History Helps Win Contest

Posted December 12, 2003 at 2:46pm

The winner of Roll Call’s Biennial Adjournment Contest is Karl Kaufmann, an attorney with Sidley Austin Brown & Wood.

Kaufmann guessed that Congress would adjourn sine die at 6:34 p.m. Dec. 11 — just two days from the actual Senate adjournment at 7:33 p.m. Dec. 9. The House adjourned at 9:40 p.m. Dec. 8.

“I normally don’t win these types of things,” said the 31-year-old Kaufmann. “I submit an entry and expect never to hear about it again.”

The Yale University graduate of political science didn’t have to look into a crystal ball to select his date. His method was really quite simple: He looked at Congressional history.

“Basically Congress has a track record of going on into December,” Kaufmann said. “I just wanted to pick a date in December that was plausible even though, at the time, Congress was talking about adjourning in mid-October.

“There was nothing magic in the date,” he added.

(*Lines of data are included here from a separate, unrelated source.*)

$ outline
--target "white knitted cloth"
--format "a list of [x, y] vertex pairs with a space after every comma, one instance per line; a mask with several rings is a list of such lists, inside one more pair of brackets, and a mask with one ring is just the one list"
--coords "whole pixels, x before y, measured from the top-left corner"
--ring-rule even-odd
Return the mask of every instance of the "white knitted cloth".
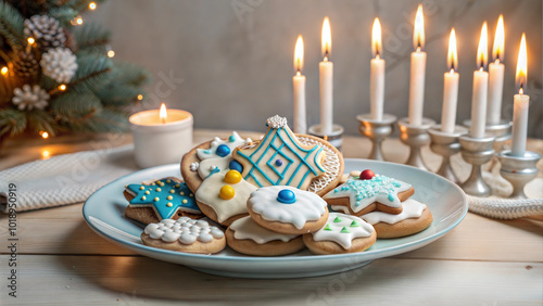
[[16, 212], [84, 202], [102, 186], [138, 169], [132, 151], [131, 144], [85, 151], [2, 170], [0, 211], [8, 212], [10, 183], [16, 186]]

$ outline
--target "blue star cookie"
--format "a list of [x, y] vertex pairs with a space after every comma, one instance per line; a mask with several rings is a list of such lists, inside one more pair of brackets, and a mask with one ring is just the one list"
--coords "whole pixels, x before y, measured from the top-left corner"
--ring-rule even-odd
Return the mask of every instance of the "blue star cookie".
[[126, 190], [135, 196], [130, 200], [131, 207], [152, 207], [159, 220], [174, 217], [177, 211], [202, 214], [187, 184], [172, 178], [156, 180], [151, 184], [130, 183]]

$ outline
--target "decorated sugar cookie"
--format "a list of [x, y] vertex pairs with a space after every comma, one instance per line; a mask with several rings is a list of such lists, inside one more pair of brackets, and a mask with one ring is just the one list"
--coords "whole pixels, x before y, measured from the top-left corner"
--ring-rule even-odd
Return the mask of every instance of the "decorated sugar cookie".
[[363, 252], [376, 239], [371, 225], [356, 216], [340, 213], [330, 213], [321, 229], [303, 237], [307, 248], [319, 255]]
[[188, 187], [195, 191], [214, 169], [236, 169], [242, 171], [241, 165], [232, 161], [236, 148], [251, 143], [250, 138], [243, 139], [236, 131], [227, 139], [215, 137], [214, 140], [204, 142], [184, 155], [181, 161], [181, 175]]
[[371, 212], [361, 216], [372, 225], [377, 238], [397, 238], [414, 234], [428, 228], [433, 220], [428, 207], [413, 199], [402, 202], [401, 214], [393, 215], [382, 212]]
[[257, 187], [291, 186], [307, 190], [313, 179], [326, 173], [323, 146], [300, 142], [283, 117], [268, 118], [267, 126], [266, 135], [255, 146], [237, 149], [233, 153], [243, 167], [243, 178]]
[[255, 222], [280, 233], [307, 233], [323, 227], [326, 202], [317, 194], [289, 186], [269, 186], [251, 193], [247, 209]]
[[300, 234], [270, 231], [257, 225], [250, 216], [237, 219], [226, 231], [228, 246], [247, 255], [277, 256], [304, 248]]
[[177, 219], [181, 216], [202, 216], [192, 191], [184, 181], [174, 177], [128, 184], [124, 195], [129, 201], [125, 216], [142, 224]]
[[219, 228], [188, 217], [150, 224], [141, 233], [141, 240], [149, 246], [197, 254], [217, 253], [226, 246]]
[[336, 187], [323, 199], [332, 209], [355, 216], [374, 211], [400, 214], [401, 202], [414, 193], [415, 189], [409, 183], [365, 170], [351, 173], [346, 182]]
[[212, 220], [229, 226], [247, 216], [247, 200], [256, 187], [241, 178], [237, 170], [213, 171], [195, 193], [202, 213]]

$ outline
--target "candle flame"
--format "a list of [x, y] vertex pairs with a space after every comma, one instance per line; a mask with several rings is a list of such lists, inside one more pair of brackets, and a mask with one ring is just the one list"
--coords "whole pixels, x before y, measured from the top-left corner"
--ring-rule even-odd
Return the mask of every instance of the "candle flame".
[[492, 59], [502, 62], [504, 60], [505, 30], [504, 16], [497, 20], [496, 34], [494, 36], [494, 47], [492, 48]]
[[328, 61], [332, 51], [332, 35], [330, 30], [330, 20], [328, 17], [325, 17], [325, 21], [323, 22], [323, 35], [320, 39], [323, 42], [323, 56], [325, 58], [325, 61]]
[[450, 71], [456, 71], [458, 68], [458, 53], [456, 52], [456, 34], [454, 28], [451, 30], [451, 36], [449, 37], [446, 65]]
[[48, 160], [49, 157], [51, 157], [51, 153], [49, 152], [49, 150], [41, 151], [41, 158]]
[[489, 61], [489, 33], [487, 22], [482, 24], [479, 48], [477, 48], [477, 67], [484, 69]]
[[379, 18], [375, 18], [374, 28], [371, 30], [371, 52], [376, 58], [379, 58], [382, 52], [382, 43], [381, 43], [381, 23], [379, 23]]
[[415, 16], [415, 30], [413, 31], [413, 47], [420, 51], [425, 47], [425, 16], [422, 15], [422, 4], [418, 4]]
[[522, 33], [522, 38], [520, 39], [520, 49], [518, 50], [517, 74], [515, 77], [515, 82], [519, 88], [520, 94], [525, 92], [527, 77], [528, 77], [528, 55], [526, 51], [526, 34]]
[[159, 112], [159, 117], [161, 118], [161, 122], [163, 124], [166, 123], [166, 119], [168, 117], [168, 113], [166, 112], [166, 104], [164, 104], [164, 103], [161, 104], [161, 110]]
[[304, 67], [304, 40], [301, 35], [298, 36], [296, 47], [294, 48], [294, 71], [302, 73]]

Kaufmann admits that his experience on Capitol Hill — he worked for four years for former Rep. Bill McCollum (R-Fla.) and is a lobbyist for MasterCard and TransUnion — played a small part in making his decision.

“I knew not to believe that when [Congress] was talking about mid-October adjournment — it was unrealistic,” he said.

Kaufmann was one of 194 people to enter the contest and one of only a few who did not choose a date before Thanksgiving. Eighty percent thought Congress would adjourn before Thanksgiving, even though adjournment didn’t come until December the past three years.

Kaufmann won a pair of round-trip first-class tickets to any destination served by Northwest Airlines in the continental United States. He plans to take his wife and 1-year-old daughter to visit family in either Florida, Tennessee or South Carolina.